This project is still in the experimental/proof-of-concept phase. One part of it is the desire to reuse old hardware; the hardware I bought new for this project is as follows:
At the time of the conversion to the wall server the machine was 11 years old. In fact, the machine was holding up pretty well with these upgrades. Unfortunately, when I upgraded to Windows 10 (from Windows 7) there was no longer driver support for Intel HD 3000 graphics, which is what this processor uses. It was still able to watch videos, but for rendering graphics (gaming, Unity engine) it was unable to perform. Before Windows 10 I had been using it to play Minecraft at decent frame rates (considering), so I do enjoy that it now hosts a Minecraft server with success.
Another part of it is that microcomputers, such as Raspberry Pi units, were not readily available due to the silicon shortages present in 2021 and 2022, when these ideas were being incepted and executed.
Third is the allure of running the oldest and most under-specced hardware possible (within reason) to see just what it can do. I prefer to find both the lower and upper limits of projects.

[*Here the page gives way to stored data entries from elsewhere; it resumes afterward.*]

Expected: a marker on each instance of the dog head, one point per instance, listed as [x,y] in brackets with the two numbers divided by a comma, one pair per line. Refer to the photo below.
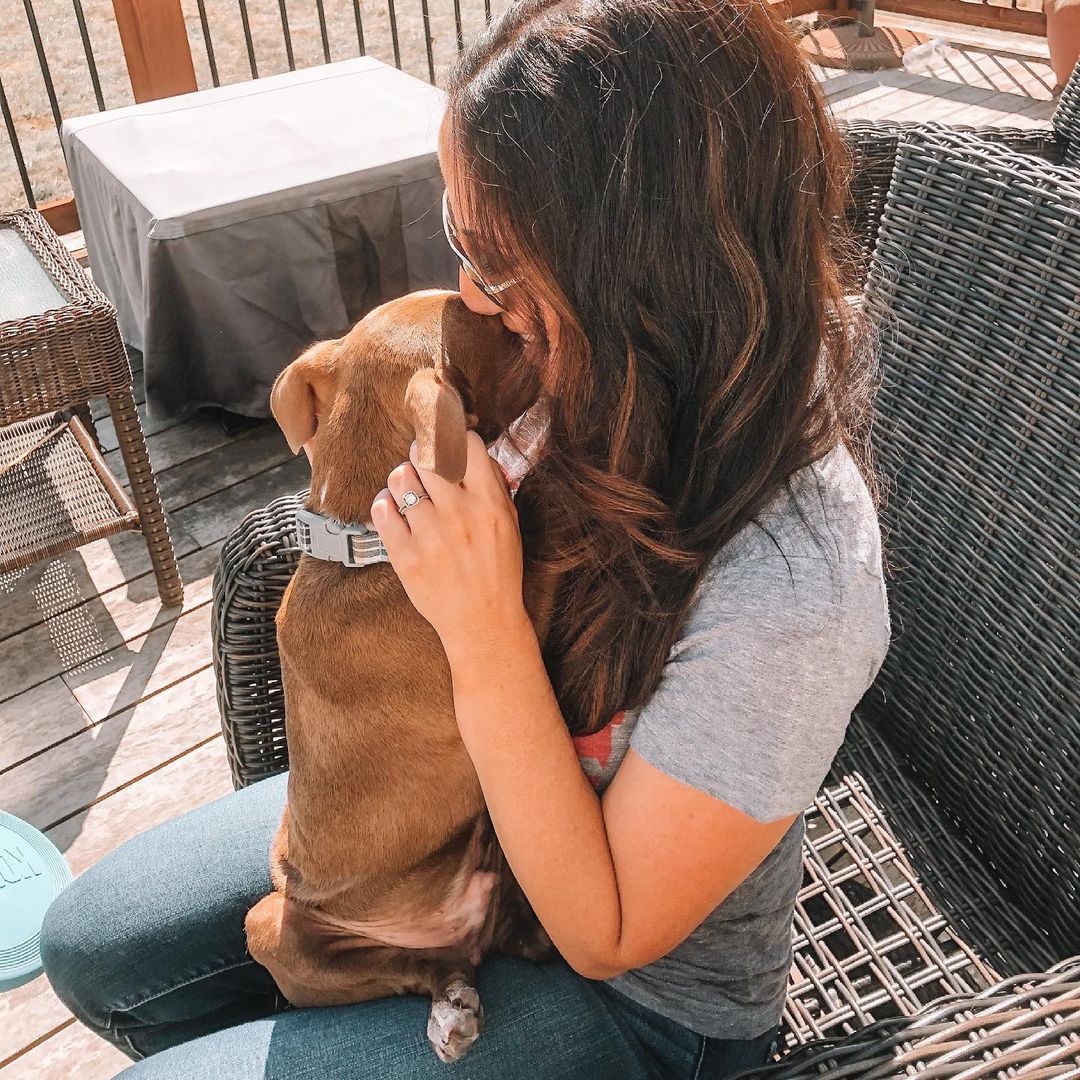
[421,367]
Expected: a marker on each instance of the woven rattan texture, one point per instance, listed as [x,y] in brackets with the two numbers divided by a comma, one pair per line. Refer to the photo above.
[975,289]
[62,359]
[51,491]
[873,146]
[1027,1026]
[869,943]
[257,563]
[62,356]
[1066,119]
[949,866]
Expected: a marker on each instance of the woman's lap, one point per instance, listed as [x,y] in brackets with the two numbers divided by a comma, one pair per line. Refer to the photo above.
[148,949]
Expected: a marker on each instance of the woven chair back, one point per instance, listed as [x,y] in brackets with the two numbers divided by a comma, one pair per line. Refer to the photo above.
[974,293]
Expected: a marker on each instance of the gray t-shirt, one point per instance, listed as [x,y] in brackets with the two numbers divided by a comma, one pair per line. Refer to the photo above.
[786,633]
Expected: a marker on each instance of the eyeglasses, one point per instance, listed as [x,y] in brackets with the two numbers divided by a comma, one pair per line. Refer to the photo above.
[491,292]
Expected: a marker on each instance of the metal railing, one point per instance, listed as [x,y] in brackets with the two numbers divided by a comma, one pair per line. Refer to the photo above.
[159,48]
[156,49]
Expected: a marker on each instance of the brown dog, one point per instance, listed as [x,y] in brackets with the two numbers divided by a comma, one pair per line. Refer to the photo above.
[387,875]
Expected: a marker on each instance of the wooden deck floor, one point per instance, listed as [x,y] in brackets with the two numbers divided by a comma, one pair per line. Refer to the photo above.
[108,723]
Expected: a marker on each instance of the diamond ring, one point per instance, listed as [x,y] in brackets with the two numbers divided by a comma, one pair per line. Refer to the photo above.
[409,499]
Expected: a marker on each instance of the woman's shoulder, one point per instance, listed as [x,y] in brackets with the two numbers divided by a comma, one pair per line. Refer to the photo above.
[813,553]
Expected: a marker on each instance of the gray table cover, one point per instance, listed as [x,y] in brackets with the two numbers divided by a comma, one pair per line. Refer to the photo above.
[234,226]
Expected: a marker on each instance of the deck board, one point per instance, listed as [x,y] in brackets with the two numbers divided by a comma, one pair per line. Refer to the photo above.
[108,723]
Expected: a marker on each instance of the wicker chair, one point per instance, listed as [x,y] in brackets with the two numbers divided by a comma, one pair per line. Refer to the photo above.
[56,491]
[873,145]
[1066,119]
[942,862]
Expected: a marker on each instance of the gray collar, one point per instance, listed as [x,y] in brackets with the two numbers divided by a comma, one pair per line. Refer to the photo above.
[353,545]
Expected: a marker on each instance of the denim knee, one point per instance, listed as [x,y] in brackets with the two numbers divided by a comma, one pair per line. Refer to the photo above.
[73,953]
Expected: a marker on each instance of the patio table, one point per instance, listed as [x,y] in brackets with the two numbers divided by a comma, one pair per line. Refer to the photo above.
[234,226]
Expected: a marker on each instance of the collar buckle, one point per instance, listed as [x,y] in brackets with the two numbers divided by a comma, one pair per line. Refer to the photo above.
[352,545]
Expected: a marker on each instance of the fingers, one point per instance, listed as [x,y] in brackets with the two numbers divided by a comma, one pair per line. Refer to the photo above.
[405,478]
[392,528]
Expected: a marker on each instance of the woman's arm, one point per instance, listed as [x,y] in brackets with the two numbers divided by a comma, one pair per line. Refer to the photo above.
[617,882]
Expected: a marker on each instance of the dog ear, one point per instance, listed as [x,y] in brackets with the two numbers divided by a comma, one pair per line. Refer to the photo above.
[439,420]
[294,400]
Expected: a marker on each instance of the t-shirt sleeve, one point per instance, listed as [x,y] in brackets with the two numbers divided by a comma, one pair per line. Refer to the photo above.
[757,692]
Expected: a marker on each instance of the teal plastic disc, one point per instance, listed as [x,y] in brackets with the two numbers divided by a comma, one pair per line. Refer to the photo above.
[31,874]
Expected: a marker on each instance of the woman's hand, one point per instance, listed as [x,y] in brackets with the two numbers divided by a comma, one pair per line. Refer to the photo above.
[458,552]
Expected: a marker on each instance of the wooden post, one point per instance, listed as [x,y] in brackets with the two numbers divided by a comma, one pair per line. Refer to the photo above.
[156,46]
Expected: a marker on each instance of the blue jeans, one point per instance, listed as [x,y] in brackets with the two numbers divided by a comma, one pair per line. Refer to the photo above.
[147,949]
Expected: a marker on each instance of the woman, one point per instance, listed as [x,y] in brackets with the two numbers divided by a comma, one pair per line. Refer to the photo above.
[646,190]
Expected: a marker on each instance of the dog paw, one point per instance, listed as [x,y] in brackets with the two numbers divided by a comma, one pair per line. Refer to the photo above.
[456,1022]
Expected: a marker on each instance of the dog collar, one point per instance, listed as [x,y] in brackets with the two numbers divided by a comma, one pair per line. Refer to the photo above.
[352,545]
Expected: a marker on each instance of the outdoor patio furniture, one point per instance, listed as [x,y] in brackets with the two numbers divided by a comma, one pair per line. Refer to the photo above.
[1066,119]
[873,145]
[942,861]
[61,347]
[234,226]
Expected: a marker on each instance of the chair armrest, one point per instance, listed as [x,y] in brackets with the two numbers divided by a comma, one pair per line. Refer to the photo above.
[1024,1026]
[257,563]
[873,145]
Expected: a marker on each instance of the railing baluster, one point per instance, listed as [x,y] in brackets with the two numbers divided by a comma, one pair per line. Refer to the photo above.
[322,30]
[247,39]
[16,149]
[393,34]
[427,40]
[208,42]
[89,52]
[287,35]
[45,72]
[360,28]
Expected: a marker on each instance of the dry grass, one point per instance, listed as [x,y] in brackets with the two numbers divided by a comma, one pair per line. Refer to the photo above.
[25,86]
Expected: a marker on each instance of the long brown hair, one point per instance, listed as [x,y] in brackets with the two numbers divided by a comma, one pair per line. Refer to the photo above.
[664,176]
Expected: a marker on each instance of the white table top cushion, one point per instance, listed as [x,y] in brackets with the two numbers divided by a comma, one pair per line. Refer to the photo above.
[225,154]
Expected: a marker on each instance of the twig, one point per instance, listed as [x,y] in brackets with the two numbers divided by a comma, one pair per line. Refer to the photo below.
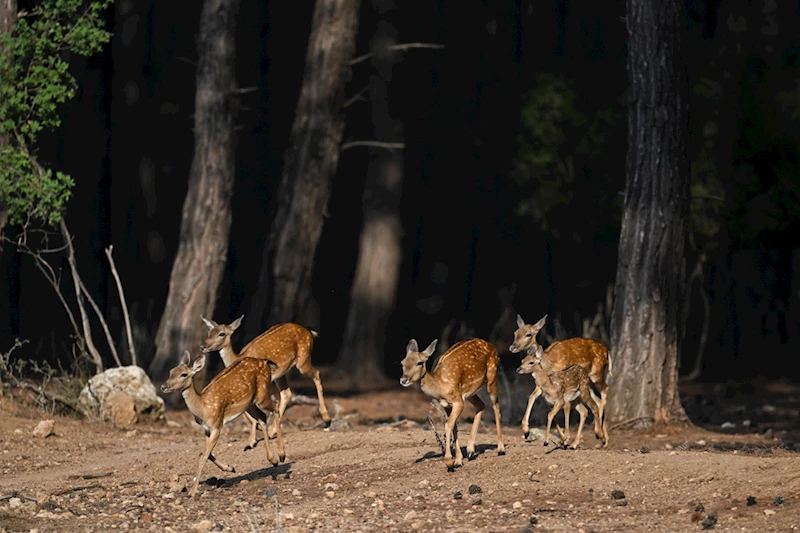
[76,489]
[103,323]
[125,315]
[396,48]
[375,144]
[630,421]
[87,332]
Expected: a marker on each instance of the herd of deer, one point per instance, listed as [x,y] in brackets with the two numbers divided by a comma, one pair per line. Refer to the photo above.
[569,370]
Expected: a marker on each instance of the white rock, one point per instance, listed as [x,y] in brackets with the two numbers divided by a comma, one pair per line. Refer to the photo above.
[142,402]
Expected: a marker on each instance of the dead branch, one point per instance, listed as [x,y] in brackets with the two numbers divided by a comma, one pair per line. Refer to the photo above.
[396,48]
[103,323]
[125,314]
[87,331]
[375,144]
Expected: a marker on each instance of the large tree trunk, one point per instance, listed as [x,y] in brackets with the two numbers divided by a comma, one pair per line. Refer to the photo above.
[8,16]
[205,224]
[645,323]
[372,297]
[309,166]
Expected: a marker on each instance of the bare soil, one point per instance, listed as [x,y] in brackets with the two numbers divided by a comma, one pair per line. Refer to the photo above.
[373,471]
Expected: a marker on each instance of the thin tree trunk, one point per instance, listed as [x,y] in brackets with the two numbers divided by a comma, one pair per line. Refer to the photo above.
[309,167]
[8,16]
[205,224]
[645,324]
[372,297]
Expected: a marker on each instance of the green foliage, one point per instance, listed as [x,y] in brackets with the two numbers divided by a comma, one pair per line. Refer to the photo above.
[34,81]
[560,168]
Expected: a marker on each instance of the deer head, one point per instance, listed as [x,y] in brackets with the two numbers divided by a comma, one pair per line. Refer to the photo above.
[180,377]
[218,334]
[414,362]
[525,335]
[528,363]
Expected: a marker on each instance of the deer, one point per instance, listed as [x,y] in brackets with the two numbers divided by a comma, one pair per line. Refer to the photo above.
[463,370]
[560,389]
[225,398]
[587,353]
[287,345]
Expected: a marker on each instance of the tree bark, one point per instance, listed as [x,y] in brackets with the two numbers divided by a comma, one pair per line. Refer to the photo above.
[372,297]
[206,220]
[8,16]
[309,167]
[645,323]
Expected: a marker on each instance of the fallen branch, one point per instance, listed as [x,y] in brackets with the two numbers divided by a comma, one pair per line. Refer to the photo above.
[125,315]
[109,338]
[76,280]
[397,48]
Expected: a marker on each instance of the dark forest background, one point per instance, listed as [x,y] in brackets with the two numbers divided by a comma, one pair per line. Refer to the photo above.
[513,173]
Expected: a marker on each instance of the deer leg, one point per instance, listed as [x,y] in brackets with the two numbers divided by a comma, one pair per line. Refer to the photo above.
[305,368]
[556,408]
[532,398]
[455,412]
[479,408]
[285,397]
[211,441]
[253,440]
[222,466]
[582,411]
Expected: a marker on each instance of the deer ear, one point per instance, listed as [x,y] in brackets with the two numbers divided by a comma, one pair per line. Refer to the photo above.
[431,347]
[198,365]
[412,346]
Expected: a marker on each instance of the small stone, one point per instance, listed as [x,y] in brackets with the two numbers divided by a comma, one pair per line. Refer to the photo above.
[44,429]
[203,525]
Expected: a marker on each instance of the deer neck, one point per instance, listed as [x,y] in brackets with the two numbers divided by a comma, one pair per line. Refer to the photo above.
[193,400]
[228,354]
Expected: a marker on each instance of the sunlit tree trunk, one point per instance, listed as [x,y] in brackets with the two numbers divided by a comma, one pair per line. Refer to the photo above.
[645,323]
[309,167]
[8,15]
[206,220]
[372,297]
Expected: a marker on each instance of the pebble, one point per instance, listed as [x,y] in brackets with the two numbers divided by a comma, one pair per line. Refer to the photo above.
[44,429]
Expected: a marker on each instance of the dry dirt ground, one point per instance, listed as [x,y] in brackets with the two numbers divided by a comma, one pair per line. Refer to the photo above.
[368,474]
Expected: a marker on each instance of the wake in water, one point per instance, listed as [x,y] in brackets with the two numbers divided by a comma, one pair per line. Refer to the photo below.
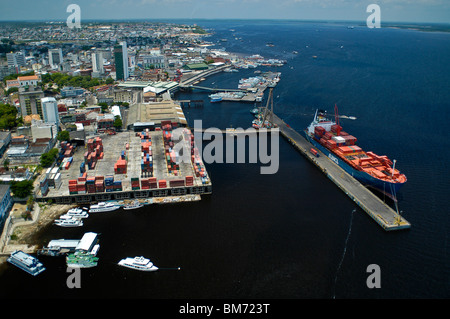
[343,254]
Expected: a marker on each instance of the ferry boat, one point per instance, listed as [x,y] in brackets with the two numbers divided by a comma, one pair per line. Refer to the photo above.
[370,169]
[68,222]
[103,207]
[26,262]
[138,263]
[215,98]
[133,205]
[81,260]
[77,213]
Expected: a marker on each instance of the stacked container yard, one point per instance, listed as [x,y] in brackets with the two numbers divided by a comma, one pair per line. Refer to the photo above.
[94,152]
[197,163]
[146,153]
[189,180]
[120,167]
[90,185]
[109,183]
[135,183]
[44,187]
[99,184]
[73,187]
[172,160]
[67,161]
[162,183]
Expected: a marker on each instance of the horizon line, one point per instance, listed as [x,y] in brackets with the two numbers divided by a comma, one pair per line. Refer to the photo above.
[220,19]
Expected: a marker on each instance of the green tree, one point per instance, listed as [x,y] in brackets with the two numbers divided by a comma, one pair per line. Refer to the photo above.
[22,189]
[8,116]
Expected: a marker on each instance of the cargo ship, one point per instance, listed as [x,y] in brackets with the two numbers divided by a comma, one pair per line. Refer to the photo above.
[370,169]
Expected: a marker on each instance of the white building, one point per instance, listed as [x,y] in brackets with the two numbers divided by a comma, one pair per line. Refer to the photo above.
[97,63]
[15,59]
[55,57]
[40,130]
[50,110]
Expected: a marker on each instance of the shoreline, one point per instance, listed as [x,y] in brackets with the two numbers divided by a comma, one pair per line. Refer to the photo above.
[26,231]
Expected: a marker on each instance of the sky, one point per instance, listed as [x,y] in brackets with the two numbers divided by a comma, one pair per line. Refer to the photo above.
[432,11]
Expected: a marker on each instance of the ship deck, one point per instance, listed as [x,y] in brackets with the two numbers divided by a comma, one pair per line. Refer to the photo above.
[382,213]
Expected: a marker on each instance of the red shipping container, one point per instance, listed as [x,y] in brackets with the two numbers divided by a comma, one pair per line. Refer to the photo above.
[162,183]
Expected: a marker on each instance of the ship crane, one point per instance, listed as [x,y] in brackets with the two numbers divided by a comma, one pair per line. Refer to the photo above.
[336,115]
[266,110]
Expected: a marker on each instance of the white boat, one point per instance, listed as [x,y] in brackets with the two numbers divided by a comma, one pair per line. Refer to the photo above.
[103,207]
[95,249]
[77,212]
[68,222]
[26,262]
[133,205]
[138,263]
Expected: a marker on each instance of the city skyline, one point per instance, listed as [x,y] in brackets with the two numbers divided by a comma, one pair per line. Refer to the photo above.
[415,11]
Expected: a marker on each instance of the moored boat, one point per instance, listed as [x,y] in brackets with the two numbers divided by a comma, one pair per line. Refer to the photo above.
[103,207]
[134,205]
[138,263]
[26,262]
[81,260]
[68,222]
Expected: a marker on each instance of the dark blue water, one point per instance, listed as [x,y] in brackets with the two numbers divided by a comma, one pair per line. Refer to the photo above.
[293,234]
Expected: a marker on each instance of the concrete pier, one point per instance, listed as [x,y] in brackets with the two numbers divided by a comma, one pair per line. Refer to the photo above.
[384,215]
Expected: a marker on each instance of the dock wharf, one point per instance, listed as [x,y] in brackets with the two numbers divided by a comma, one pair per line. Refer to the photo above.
[378,210]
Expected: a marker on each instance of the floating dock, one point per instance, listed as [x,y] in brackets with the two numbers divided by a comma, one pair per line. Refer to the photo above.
[384,215]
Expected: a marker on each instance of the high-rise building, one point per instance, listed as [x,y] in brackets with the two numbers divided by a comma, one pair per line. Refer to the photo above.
[55,58]
[30,100]
[15,60]
[50,110]
[121,60]
[97,64]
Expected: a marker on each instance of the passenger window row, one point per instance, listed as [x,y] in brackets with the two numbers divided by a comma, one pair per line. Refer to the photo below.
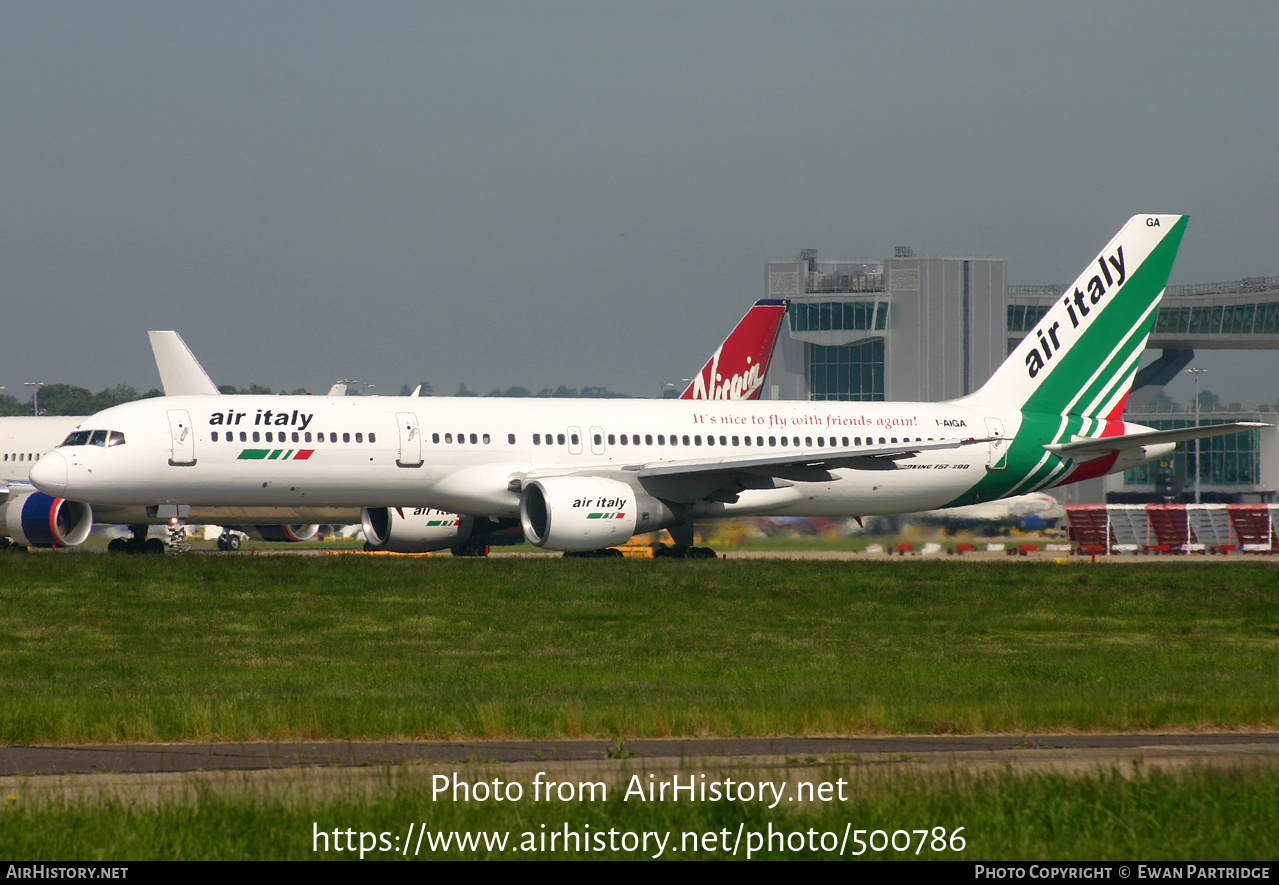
[677,439]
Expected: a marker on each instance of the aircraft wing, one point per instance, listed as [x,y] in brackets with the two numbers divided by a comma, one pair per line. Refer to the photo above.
[1104,445]
[180,374]
[721,478]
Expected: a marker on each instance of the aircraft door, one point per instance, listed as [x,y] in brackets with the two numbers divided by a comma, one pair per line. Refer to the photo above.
[182,439]
[411,440]
[999,444]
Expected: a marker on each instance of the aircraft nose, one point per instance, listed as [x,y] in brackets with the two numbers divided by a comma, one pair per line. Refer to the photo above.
[49,473]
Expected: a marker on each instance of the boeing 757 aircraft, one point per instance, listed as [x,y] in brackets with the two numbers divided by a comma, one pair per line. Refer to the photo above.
[585,475]
[734,371]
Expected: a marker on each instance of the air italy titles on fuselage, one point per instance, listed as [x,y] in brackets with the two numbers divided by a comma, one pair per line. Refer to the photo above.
[1078,306]
[264,418]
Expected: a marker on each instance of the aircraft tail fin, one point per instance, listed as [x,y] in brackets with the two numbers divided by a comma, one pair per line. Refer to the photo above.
[1080,360]
[738,366]
[180,374]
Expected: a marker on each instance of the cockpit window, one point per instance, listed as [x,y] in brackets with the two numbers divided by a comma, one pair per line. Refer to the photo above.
[104,438]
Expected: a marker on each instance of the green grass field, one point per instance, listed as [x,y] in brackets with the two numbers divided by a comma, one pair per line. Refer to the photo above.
[1196,816]
[106,649]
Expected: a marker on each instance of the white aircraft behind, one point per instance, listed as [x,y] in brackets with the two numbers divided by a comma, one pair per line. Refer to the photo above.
[585,475]
[37,519]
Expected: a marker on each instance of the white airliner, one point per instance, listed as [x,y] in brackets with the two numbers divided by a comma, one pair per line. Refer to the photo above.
[583,475]
[32,518]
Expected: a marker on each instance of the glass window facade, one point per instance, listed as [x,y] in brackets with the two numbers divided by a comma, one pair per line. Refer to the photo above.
[1233,459]
[837,316]
[1022,317]
[1233,320]
[847,371]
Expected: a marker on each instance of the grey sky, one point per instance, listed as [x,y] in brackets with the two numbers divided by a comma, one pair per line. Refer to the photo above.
[585,193]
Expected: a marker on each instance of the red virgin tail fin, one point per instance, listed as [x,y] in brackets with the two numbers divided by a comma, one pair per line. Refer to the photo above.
[737,367]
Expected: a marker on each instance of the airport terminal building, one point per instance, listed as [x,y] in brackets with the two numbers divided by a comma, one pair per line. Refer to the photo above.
[929,329]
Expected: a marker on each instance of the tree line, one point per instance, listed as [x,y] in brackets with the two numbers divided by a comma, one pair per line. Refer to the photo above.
[70,399]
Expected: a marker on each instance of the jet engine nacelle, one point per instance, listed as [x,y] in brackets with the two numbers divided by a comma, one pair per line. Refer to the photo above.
[280,533]
[39,521]
[577,513]
[413,530]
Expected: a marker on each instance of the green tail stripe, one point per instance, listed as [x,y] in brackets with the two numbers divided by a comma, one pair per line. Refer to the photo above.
[1060,389]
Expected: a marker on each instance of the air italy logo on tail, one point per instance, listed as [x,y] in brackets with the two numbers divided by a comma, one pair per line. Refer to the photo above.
[1078,306]
[1071,375]
[1082,354]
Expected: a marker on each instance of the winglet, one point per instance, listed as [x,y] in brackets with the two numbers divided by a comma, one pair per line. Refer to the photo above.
[180,374]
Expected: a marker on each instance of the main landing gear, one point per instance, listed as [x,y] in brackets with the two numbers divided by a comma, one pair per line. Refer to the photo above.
[140,542]
[681,551]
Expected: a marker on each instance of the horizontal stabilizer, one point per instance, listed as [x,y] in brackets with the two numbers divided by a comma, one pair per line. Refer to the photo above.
[1103,445]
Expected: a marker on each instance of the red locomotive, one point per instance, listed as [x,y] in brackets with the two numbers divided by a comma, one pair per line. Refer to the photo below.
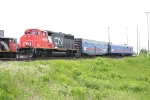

I want to know how powerful a Minecraft server machine actually has to be. That said, I fully intend to replace this machine with a third iteration of the home server. As that happens this hardware will be handed down to a vegetable garden. It will live as an automatic watering system, and I have aspirations to install probes into the soil to govern when the system automatically waters. There will also be wide-angle cameras to record footage that will be edited into time-lapse plant-growing videos.
Lastly, I will talk about power consumption. Running my Plex media server off of a machine that pulls ~14 watts at idle is much more economical than the previous version, which was an unlocked and overclockable Intel I7-8700K chip that was pulling more like 65 watts at idle. Also, the laptop battery doubles as a UPS, giving the comptuer about 5 hours of run time in the event of a power outage. It can also be mounted right on the wooden backboard with the hardware itself.
I wrote a bash script to check if the computer was discharging battery or not, and if it was to monitor the remaining battery life. Once the charge drops below 50% the server properly shuts itself down rather than abruptly losing power when the battery is completely discharged. In any case it logs its hourly readouts to one or another file, depending on if it is actively shutting down or not.